[R] [External] Somewhat disconcerting behavior of seq.int()
Bert Gunter
bgunter@4567 @end|ng |rom gm@||@com
Tue May 3 17:23:42 CEST 2022
I resolved the problem by reinstalling R. See below. No clue as to
what may have been the cause (just an ignorant wild guess that is not
worth sharing).
Thanks again to all for your help.
Bert
> s1 <- seq.int(2, 1e5, by =1)
> s2 = as.integer(s1)
>
> microbenchmark( v1 <- s1 %% 2, times = 50)
Unit: microseconds
expr min lq mean median uq max neval
v1 <- s1%%2 396.839 410.943 433.6234 432.3245 457.068 491.057 50
> microbenchmark( v2 <- s2 %% 2L, times = 50)
Unit: microseconds
expr min lq mean median uq max neval
v2 <- s2%%2L 145.837 150.019 159.5441 162.032 164.943 177.12 50
sieve1 <- function(m){
if(m < 2) return(NULL)
a <- floor(sqrt(m))
pr <- Recall(a)
s <- seq.int(2, to = m) ## Only difference here
for( i in pr) s <- s[as.logical(s %% i)]
c(pr,s)
}
sieve2 <- function(m){
if(m < 2) return(NULL)
a <- floor(sqrt(m))
pr <- Recall(a)
s <-seq.int(2L, to = m, by =1) ## Only difference here
for( i in pr) s <- s[as.logical(s %% i)]
c(pr,s)
}
> microbenchmark(l1 <- sieve1(1e5), times =50)
Unit: milliseconds
expr min lq mean median uq max
l1 <- sieve1(1e+05) 3.69533 4.068307 5.679122 4.28327 7.561425 10.07493
neval
50
> microbenchmark(l2 <- sieve2(1e5), times =50)
Unit: milliseconds
expr min lq mean median uq
l2 <- sieve2(1e+05) 5.367679 6.128229 8.013111 8.940788 9.430246
max neval
11.52822 50
On Mon, May 2, 2022 at 8:53 PM <luke-tierney using uiowa.edu> wrote:
>
> Something is very different about your system.
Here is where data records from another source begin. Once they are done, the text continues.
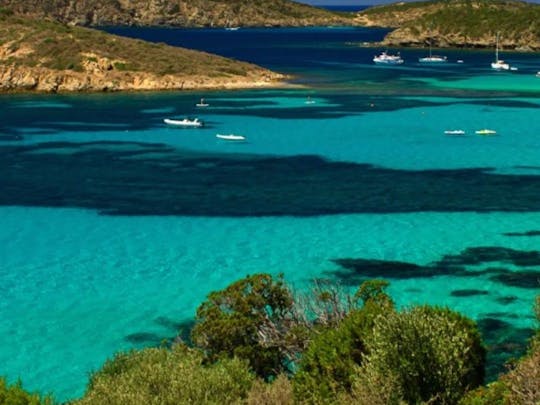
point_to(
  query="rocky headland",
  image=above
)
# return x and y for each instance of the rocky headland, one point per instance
(458, 23)
(179, 13)
(47, 56)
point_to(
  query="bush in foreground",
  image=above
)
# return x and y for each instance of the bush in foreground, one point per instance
(16, 395)
(425, 354)
(168, 376)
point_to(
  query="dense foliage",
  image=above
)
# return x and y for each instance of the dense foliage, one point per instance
(431, 354)
(15, 395)
(329, 364)
(168, 376)
(230, 322)
(352, 349)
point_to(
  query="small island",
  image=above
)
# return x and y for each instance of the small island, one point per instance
(48, 56)
(458, 23)
(181, 13)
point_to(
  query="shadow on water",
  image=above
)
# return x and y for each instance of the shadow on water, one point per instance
(176, 331)
(354, 271)
(106, 113)
(129, 178)
(504, 341)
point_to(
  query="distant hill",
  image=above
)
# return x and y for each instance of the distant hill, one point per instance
(181, 13)
(49, 56)
(458, 23)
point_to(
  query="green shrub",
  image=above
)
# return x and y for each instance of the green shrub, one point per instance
(15, 395)
(168, 376)
(330, 363)
(278, 392)
(229, 322)
(428, 354)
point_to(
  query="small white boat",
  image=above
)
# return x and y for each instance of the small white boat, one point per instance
(499, 64)
(432, 58)
(485, 132)
(231, 137)
(386, 59)
(186, 122)
(202, 103)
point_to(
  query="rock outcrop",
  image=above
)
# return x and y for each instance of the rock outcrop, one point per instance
(51, 57)
(179, 13)
(458, 23)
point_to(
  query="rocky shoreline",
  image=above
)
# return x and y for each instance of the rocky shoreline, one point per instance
(38, 79)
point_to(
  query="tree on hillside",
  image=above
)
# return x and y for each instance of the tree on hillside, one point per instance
(232, 322)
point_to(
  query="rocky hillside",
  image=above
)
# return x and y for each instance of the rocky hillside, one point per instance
(48, 56)
(459, 23)
(180, 13)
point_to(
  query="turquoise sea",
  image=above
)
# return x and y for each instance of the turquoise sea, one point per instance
(115, 226)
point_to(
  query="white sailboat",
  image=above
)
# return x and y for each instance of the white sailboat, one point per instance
(499, 64)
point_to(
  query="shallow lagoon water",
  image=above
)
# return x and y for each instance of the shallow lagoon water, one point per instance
(82, 278)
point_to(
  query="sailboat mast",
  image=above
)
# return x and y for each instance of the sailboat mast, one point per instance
(497, 48)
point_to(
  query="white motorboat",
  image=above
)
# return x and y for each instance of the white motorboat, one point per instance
(499, 64)
(231, 137)
(186, 122)
(202, 103)
(386, 59)
(485, 132)
(432, 58)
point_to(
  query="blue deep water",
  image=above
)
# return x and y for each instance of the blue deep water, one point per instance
(116, 226)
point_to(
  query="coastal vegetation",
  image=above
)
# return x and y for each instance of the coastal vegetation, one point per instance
(44, 55)
(180, 13)
(458, 23)
(327, 347)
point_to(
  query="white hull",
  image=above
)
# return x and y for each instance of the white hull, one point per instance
(184, 123)
(485, 132)
(231, 137)
(500, 65)
(385, 59)
(433, 59)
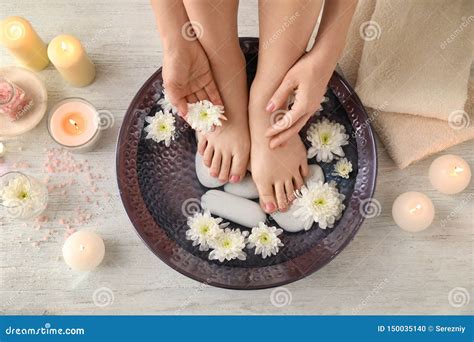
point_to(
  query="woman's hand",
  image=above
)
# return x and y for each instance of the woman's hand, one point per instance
(187, 76)
(307, 81)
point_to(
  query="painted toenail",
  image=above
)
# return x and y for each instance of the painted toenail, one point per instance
(270, 207)
(270, 107)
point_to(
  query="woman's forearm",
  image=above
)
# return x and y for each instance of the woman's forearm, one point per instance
(332, 33)
(170, 17)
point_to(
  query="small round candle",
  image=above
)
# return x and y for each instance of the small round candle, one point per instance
(83, 251)
(413, 211)
(71, 60)
(450, 174)
(74, 124)
(19, 37)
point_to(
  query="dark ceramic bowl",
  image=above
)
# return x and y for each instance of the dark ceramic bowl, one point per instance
(159, 189)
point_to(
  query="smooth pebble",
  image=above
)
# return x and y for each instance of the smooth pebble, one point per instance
(202, 172)
(246, 188)
(234, 208)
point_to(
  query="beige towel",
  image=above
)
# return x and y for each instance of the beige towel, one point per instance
(409, 65)
(396, 130)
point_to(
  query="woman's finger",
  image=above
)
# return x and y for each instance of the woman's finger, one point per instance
(286, 121)
(287, 134)
(213, 93)
(192, 98)
(281, 95)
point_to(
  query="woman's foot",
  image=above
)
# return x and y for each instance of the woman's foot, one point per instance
(226, 150)
(277, 172)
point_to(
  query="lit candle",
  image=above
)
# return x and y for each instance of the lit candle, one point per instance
(74, 124)
(19, 37)
(83, 251)
(449, 174)
(413, 211)
(71, 60)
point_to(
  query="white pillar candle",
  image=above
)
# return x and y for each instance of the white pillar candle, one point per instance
(83, 251)
(413, 211)
(449, 174)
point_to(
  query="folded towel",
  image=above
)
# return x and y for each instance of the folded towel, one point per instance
(416, 57)
(396, 130)
(409, 138)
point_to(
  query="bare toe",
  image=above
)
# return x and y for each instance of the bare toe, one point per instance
(215, 168)
(290, 190)
(281, 196)
(207, 157)
(225, 167)
(238, 169)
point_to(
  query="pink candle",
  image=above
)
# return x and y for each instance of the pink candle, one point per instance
(74, 124)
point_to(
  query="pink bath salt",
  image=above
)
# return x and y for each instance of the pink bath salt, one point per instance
(41, 219)
(14, 102)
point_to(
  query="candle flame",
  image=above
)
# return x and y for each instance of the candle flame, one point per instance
(64, 45)
(74, 123)
(415, 209)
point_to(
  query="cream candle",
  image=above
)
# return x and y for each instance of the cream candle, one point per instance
(74, 124)
(83, 251)
(449, 174)
(19, 37)
(69, 57)
(413, 211)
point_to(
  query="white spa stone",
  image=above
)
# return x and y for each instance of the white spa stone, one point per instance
(290, 223)
(202, 172)
(246, 188)
(234, 208)
(287, 220)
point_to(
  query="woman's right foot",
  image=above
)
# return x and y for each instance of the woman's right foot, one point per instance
(277, 172)
(226, 150)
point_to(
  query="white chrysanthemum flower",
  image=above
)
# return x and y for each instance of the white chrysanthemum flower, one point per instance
(161, 127)
(203, 229)
(16, 192)
(228, 245)
(203, 116)
(166, 105)
(265, 240)
(327, 139)
(320, 201)
(342, 168)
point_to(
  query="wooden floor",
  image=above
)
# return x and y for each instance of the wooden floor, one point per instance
(383, 271)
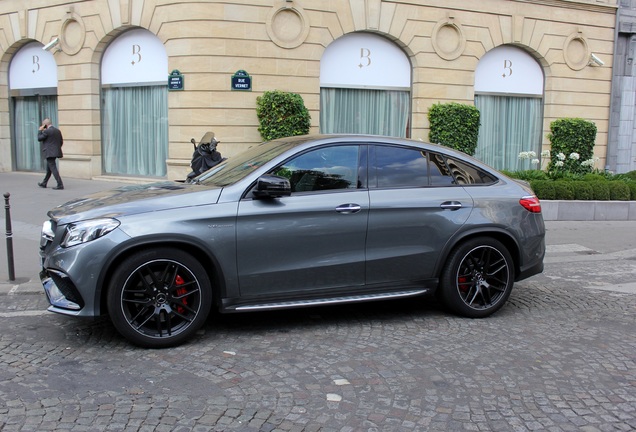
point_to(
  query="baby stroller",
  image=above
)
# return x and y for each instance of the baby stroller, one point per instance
(205, 156)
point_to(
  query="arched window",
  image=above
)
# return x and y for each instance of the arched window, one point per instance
(509, 96)
(33, 90)
(365, 83)
(135, 105)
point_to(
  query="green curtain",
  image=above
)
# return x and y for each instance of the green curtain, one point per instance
(375, 112)
(28, 113)
(509, 125)
(135, 130)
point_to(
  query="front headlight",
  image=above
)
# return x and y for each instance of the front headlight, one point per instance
(85, 231)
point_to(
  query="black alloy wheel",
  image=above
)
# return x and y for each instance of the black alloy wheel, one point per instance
(478, 278)
(159, 297)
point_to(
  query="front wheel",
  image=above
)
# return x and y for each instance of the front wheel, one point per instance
(159, 297)
(477, 278)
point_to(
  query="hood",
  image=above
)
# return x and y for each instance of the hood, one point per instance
(135, 199)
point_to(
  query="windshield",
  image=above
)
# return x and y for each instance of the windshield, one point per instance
(241, 165)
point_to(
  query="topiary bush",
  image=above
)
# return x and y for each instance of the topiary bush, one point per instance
(454, 125)
(563, 190)
(282, 114)
(632, 190)
(583, 191)
(543, 189)
(572, 145)
(619, 191)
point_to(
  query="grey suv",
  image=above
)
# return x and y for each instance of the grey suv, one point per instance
(300, 221)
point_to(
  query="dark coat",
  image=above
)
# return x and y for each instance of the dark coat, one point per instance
(51, 139)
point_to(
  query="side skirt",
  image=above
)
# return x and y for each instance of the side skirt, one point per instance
(245, 307)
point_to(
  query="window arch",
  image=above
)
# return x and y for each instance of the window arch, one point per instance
(365, 83)
(33, 90)
(135, 105)
(509, 95)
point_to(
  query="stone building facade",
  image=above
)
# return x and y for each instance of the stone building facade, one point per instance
(103, 70)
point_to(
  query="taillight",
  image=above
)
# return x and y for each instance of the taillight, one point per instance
(531, 203)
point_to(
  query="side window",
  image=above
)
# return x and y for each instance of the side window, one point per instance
(326, 168)
(440, 174)
(400, 167)
(465, 174)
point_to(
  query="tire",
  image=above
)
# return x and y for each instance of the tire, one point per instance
(159, 297)
(477, 278)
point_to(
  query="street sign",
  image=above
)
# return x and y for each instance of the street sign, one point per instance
(241, 81)
(175, 80)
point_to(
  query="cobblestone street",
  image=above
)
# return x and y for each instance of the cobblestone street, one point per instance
(559, 357)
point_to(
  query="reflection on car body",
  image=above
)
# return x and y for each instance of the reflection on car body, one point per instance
(300, 221)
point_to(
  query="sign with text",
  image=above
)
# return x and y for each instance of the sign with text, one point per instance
(175, 80)
(241, 81)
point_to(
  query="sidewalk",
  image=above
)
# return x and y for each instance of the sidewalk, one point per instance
(29, 205)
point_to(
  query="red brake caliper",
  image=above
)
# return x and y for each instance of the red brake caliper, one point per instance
(463, 283)
(181, 291)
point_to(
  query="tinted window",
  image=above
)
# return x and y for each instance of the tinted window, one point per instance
(326, 168)
(440, 174)
(466, 174)
(400, 167)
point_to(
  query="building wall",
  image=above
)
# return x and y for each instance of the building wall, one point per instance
(621, 151)
(280, 45)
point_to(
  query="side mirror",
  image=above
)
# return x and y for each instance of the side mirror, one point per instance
(271, 186)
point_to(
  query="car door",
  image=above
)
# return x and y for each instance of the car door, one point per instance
(410, 221)
(312, 240)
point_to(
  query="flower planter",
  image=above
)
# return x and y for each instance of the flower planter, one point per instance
(554, 210)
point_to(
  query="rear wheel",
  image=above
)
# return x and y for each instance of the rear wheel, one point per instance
(159, 297)
(478, 278)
On my Linux system I get
>
> > microbenchmark(l1 <- sieve1(1e5), times =50)
> Unit: milliseconds
> expr min lq mean median uq max neval
> l1 <- sieve1(1e+05) 5.04615 5.350576 6.967507 5.787626 7.323502 28.3085 50
> > microbenchmark(l2 <- sieve2(1e5), times =50)
> Unit: milliseconds
> expr min lq mean median uq max neval
> l2 <- sieve2(1e+05) 14.58763 15.79368 17.00738 16.29299 17.0723 30.57338 50
>
> Similar on an Intel Mac.
>
> Best,
>
> luke
>
> On Tue, 3 May 2022, Bert Gunter wrote:
>
> > ** Disconcerting to me, anyway; perhaps not to others**
> > (Apologies if this has been discussed before. I was a bit nonplussed by
> > it, but maybe I'm just clueless.) Anyway:
> >
> > Here are two almost identical versions of the Sieve of Eratosthenes.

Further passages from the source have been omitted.